Das Wichtigste zum Thema „Arbeitsvertrag“
Schriftform sichert Ihre Position – Auch mündliche Verträge gelten, doch nur Schwarz auf Weiß schafft Klarheit bei Streitigkeiten
Befristungen haben Grenzen – Nach zwei Jahren oder drei Verlängerungen wandelt sich Ihr Vertrag kraft Gesetzes in ein unbefristetes Verhältnis
Überstunden-Klauseln prüfen – Pauschale Abgeltungen sind meist unwirksam, maximal 10-15% Mehrarbeit sind mit dem Gehalt abgedeckt
Kündigungsfristen staffeln sich – Je länger Sie dabei sind, desto besser Ihr Schutz: Nach 20 Jahren Betriebszugehörigkeit genießen Sie 7 Monate Kündigungsfrist
Verschwiegenheit hat Grenzen – Sie dürfen sich immer an Behörden wenden und Missstände melden, das Hinweisgeberschutzgesetz stärkt Ihre Rechte
Drei-Wochen-Frist beachten – Bei Kündigungsschutzklagen tickt die Uhr schnell, verpassen Sie diese Frist, verfällt Ihr Klagerecht
Sie haben einen neuen Job in Aussicht oder fragen sich, ob Ihr aktueller Arbeitsvertrag rechtens ist?
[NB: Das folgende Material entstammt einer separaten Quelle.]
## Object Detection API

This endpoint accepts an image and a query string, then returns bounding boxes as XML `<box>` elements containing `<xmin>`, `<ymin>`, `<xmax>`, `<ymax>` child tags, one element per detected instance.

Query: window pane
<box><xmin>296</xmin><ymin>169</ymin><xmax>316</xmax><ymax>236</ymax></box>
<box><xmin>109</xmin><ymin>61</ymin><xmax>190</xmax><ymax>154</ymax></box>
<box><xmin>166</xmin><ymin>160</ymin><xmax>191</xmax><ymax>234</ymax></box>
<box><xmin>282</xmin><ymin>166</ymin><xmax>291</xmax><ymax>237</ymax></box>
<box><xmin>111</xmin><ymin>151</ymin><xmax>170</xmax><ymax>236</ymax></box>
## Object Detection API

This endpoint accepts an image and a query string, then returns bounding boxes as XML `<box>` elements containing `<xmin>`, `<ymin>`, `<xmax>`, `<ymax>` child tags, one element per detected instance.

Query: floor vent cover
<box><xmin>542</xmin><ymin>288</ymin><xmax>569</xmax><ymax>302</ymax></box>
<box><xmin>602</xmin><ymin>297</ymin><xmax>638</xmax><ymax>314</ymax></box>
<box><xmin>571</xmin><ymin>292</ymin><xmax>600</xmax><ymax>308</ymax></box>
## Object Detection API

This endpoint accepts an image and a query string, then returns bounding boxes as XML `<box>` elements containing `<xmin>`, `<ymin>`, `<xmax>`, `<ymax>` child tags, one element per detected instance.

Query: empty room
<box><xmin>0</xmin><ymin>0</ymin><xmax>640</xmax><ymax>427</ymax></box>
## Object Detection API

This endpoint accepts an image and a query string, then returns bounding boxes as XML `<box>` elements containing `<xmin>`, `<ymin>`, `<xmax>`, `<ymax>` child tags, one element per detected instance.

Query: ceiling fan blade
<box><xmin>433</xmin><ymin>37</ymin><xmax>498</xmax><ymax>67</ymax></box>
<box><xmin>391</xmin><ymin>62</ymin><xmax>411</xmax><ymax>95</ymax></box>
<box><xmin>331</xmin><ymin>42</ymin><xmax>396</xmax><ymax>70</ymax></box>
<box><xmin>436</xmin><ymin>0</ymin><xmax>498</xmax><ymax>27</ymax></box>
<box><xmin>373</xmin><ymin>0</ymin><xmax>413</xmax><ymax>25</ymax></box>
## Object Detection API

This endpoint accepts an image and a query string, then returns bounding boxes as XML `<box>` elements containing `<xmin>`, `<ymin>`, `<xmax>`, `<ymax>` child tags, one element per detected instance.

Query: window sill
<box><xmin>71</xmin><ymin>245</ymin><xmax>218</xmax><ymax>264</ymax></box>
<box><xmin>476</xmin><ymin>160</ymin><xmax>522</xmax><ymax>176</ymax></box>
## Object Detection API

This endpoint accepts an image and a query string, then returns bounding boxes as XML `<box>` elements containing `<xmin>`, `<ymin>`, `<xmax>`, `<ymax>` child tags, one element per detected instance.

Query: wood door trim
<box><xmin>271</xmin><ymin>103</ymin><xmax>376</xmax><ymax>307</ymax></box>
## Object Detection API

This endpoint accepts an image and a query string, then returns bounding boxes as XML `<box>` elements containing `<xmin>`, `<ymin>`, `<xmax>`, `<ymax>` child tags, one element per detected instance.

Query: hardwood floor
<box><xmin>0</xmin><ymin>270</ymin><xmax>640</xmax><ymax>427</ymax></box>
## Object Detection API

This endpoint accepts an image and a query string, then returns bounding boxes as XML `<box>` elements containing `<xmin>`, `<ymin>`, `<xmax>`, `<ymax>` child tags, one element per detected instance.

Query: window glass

Ein Arbeitsvertrag regelt mehr als nur Gehalt und Urlaubstage. Er bestimmt Ihre berufliche Zukunft und Ihre Rechte am Arbeitsplatz. Dabei geht es um weit mehr als nur Paragraphen auf Papier – es geht um Ihre Existenzgrundlage.
Was ist ein Arbeitsvertrag?
Ein Arbeitsvertrag verbindet Sie und Ihren Arbeitgeber rechtlich miteinander. Dabei spielt es keine Rolle, ob Sie diesen Vertrag unterschrieben oder nur per Handschlag besiegelt haben. Sobald Sie Ihre Arbeit aufnehmen und dafür Geld erhalten, besteht ein Arbeitsverhältnis. Das mag überraschend klingen, ist aber gelebte Rechtspraxis.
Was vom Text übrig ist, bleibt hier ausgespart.